Se cumplen dos años del asesinato de Fernando Baez Sosa.



El jucio comenzara en Enero del 2023, el abogado de los ocho rugbiers, Hugo Tomei,  denunciará irregularidades en la investigación.

Se van a cumplir dos años del crimen de Fernando Báez Sosa, el adolescente de 18 años que se encontraba de vacaciones y fue asesinado por una patota de rugbiers a la salida de un boliche bailable en Villa Gesell.

Los padres de Fernando, quien fue victima de un brutal ataque a golpes que terminó con su vida, esperan que los rugbiers sean condenados a cadena perpetua. La defensa de los acusados por “homicidio doblemente agravado por alevosía y por el concurso premeditado de dos o más personas” intentará buscar la libertad de los jóvenes al denunciar que hubo irregularidades en la investigación.

Los papás de Fernando, Silvino Báez y Graciela Sosa, van a volver al lugar del crimen esperando encontrar la fuerza necesaria para enfrentar el juicio oral que está previsto para el 2 de enero de 2023.

Silvino Báez y Graciela Sosa, junto a familiares y la novia de Fernando.

Fernando, que tenía 18 años cuando le quitaron la vida, había viajado a Villa Gesell para vacacionar junto a sus amigos. El día del crimen habían ido a bailar al boliche Le Brique, un boliche bailable ubicado en Avenida 3 y Paseo 102, donde hubo una pelea con los que luego serían acusados de asesinarlo, por un trago de alcohol que había derramado. Esto desencadeno en una pela, motivo por el cual todos fueron sacados del boliche por los patovicas. En la vía publica los rugbiers atacaron a Fernando Báez Sosa con golpes de puño y patadas, aun cuando se encontraba inconsciente, tendido sobre el piso.

La elevación a juicio fue ordenada  por el juez de Garantías 6 de Gesell, David Mancinelli, y confirmada por la Cámara de Apelación y Garantías de Dolores. Máximo Thomsen (21), Ciro Pertossi (21), Luciano Pertossi (19), Lucas Pertossi (22), Enzo Comelli (21), Matías Benicelli (21), Blas Cinalli (20) y Ayrton Viollaz (22) enfrentaran el proceso oral. 

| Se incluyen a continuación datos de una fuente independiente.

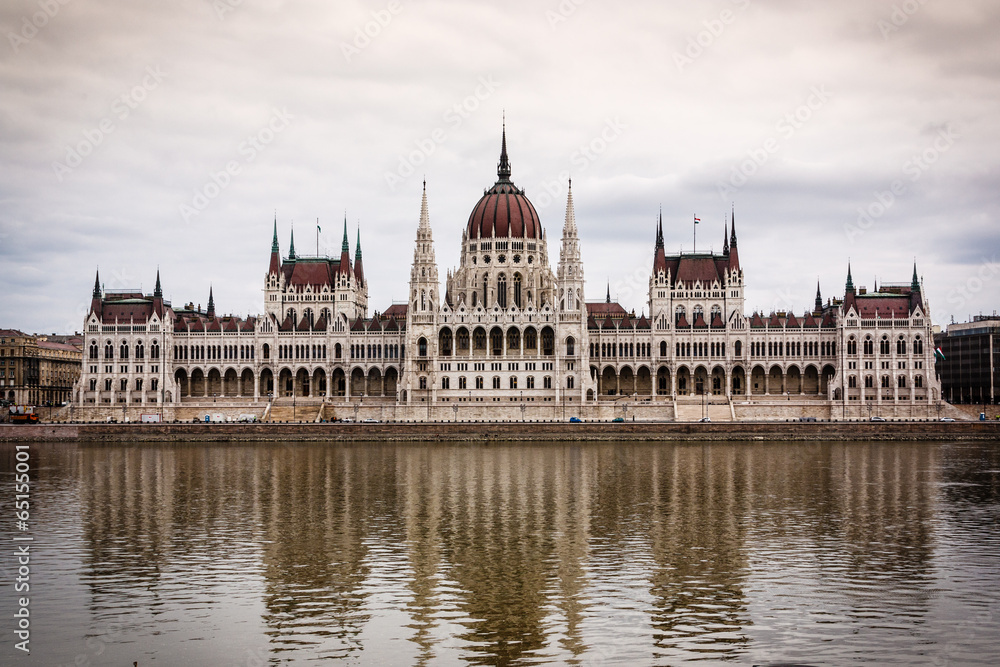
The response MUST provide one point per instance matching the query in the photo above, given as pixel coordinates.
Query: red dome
(504, 210)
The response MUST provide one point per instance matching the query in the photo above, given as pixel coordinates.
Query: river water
(456, 554)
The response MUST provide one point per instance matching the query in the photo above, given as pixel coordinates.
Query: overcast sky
(861, 130)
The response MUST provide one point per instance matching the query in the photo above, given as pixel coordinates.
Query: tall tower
(422, 314)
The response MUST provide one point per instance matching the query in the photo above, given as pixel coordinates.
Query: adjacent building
(511, 337)
(969, 363)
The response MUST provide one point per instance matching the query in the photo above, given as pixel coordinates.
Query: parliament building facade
(510, 338)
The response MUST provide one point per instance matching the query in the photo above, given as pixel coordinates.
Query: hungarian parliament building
(511, 338)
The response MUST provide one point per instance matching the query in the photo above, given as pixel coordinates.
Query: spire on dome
(503, 169)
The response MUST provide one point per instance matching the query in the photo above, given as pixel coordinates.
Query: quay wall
(502, 431)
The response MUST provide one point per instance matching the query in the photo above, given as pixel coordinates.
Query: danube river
(219, 555)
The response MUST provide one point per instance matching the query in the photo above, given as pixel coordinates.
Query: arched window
(502, 291)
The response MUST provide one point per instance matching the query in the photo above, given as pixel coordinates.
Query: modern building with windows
(509, 336)
(970, 367)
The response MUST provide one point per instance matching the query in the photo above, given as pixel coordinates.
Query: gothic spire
(503, 169)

Los ocho rugbiers se encuentran cumpliendo prisión preventiva en la Alcaidía 3 del penal de Melchor Romero en La Plata. Fueron imputados por el delito de «homicidio doblemente agravado por alevosía y por el concurso premeditado de dos o más personas».

El momento donde los rugbiers eran detenidos.

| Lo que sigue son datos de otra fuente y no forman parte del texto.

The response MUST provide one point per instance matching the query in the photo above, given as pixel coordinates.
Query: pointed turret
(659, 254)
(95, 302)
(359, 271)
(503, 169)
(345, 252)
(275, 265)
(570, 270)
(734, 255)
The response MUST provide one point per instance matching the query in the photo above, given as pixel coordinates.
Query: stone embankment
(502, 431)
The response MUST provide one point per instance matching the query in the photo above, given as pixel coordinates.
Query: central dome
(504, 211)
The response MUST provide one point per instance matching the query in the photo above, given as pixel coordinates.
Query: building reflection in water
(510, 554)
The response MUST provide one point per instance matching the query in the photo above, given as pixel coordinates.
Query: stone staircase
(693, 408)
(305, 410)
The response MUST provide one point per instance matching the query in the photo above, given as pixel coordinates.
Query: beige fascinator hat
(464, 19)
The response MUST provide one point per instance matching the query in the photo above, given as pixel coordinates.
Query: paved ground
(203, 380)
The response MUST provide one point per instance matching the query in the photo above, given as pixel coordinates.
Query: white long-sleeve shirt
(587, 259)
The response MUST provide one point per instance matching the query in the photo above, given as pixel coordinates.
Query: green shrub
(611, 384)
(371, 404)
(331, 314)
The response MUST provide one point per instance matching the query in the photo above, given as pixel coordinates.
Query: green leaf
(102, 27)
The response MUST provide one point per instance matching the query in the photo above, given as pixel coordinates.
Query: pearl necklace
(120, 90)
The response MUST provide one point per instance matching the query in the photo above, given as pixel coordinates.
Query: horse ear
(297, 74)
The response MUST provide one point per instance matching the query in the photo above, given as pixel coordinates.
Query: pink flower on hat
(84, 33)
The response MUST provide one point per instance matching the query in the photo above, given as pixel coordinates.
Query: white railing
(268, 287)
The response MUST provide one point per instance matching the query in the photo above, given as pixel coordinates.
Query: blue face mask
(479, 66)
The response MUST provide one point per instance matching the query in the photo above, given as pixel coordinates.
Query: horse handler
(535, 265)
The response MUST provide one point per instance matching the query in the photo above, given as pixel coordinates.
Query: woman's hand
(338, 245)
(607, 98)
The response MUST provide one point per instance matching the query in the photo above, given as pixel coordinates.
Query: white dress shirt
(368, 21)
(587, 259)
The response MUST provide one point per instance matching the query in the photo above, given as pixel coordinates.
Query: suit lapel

El abogado de los procesados, Hugo Tomei, mencionó que su estrategia será voltear el caso al indicar que en la investigación hubo irregularidades. Argumentará que los fiscales Verónica Zamboni y Walter Mercuri nunca les informaron a los rugbiers de qué se los acusaba a cada uno y  esto les impidió ejercer su derecho de defensa.